WebSockets — Why Not HTTP Polling?

HTTP polling (client asks "any messages?" every N seconds) wastes bandwidth and adds latency. WebSockets establish a persistent, bidirectional TCP connection — the server pushes a message the instant it arrives. Each Chat Server holds 50K–100K simultaneous WebSocket connections. WhatsApp uses Erlang/OTP (BEAM VM) — each WebSocket is one lightweight Erlang process, enabling millions of concurrent connections per server.

Example: Server-Sent Events only work server→client. WebSockets are bidirectional: needed for sending messages AND receiving delivery receipts on the same connection.
2

Presence Service (Redis Routing Table)

A dedicated Presence Service maintains a mapping of user_id → (server_id, socket_id) in Redis. When User A connects via WebSocket, the chat server writes {user_id, server_ip, socket_id} to Redis. When A disconnects, the entry is removed after a heartbeat timeout. This lets any chat server instantly route a message to the server holding any online user's connection.

Example: Redis key: presence:{user_id} → {server_ip, last_heartbeat}. TTL = 30s. Client sends heartbeat every 10s. Expired TTL → user marked offline. At 500M DAU, this Redis cluster needs careful sharding.
3

Cassandra for Message Storage

SQL bottlenecks on chat: millions of concurrent writes need row locks, and ORDER BY timestamp scans are slow. Cassandra's wide-column model is append-only, optimized for (conversation_id, timestamp) lookups, and scales writes linearly by adding nodes. Schema: partition_key = conversation_id, clustering_key = message_id (time-based UUID for ordering).

Example: SELECT * FROM messages WHERE conversation_id = 'A-B' ORDER BY message_id DESC LIMIT 50 — O(1) on Cassandra regardless of history length. 100B messages/day = ~10TB appended to Cassandra daily.
4

Message Delivery Receipts (3-State FSM)

Three delivery states: (1) Sent ✓ — server received and saved to Cassandra. (2) Delivered ✓✓ — recipient's device received the message (device sends ACK). (3) Read ✓✓ blue — recipient opened the conversation. Each state transition flows: recipient → their chat server → updates Cassandra → pushes receipt event to sender's WebSocket.

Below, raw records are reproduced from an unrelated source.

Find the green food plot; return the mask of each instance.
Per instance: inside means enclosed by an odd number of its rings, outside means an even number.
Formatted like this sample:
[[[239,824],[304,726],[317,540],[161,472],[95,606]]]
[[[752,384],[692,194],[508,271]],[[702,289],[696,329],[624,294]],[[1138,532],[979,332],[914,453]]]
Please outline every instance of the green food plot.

Example: B's app receives message → sends {type: DELIVERED, msg_id: X} to chat server → server updates Cassandra status → pushes {DELIVERED, msg_id: X} to A's WebSocket. A sees single tick become double tick.
5

Group Messaging via Kafka Fan-Out

For 1-on-1 messages, direct server-to-server push is instant. For groups with 1,024 members, synchronous fan-out would block for seconds. Instead: message is saved to Cassandra, published to a Kafka topic (partition = group_id), and fan-out workers read from Kafka in parallel — each worker routes to one member's chat server via Redis Presence lookup.

Example: Group of 500 members: 1 Kafka event → 500 parallel fan-out tasks → each checks Redis → delivers to recipient's WebSocket server. Decouples group fan-out latency from the original send latency.
6

End-to-End Encryption (Signal Protocol)

Every message is encrypted on the sender's device before transmission. The server only sees ciphertext — it cannot read content. Key exchange uses Diffie-Hellman to establish a shared secret. Messages use AES-256 encryption with new keys per session (forward secrecy: past messages cannot be decrypted even if current keys are compromised).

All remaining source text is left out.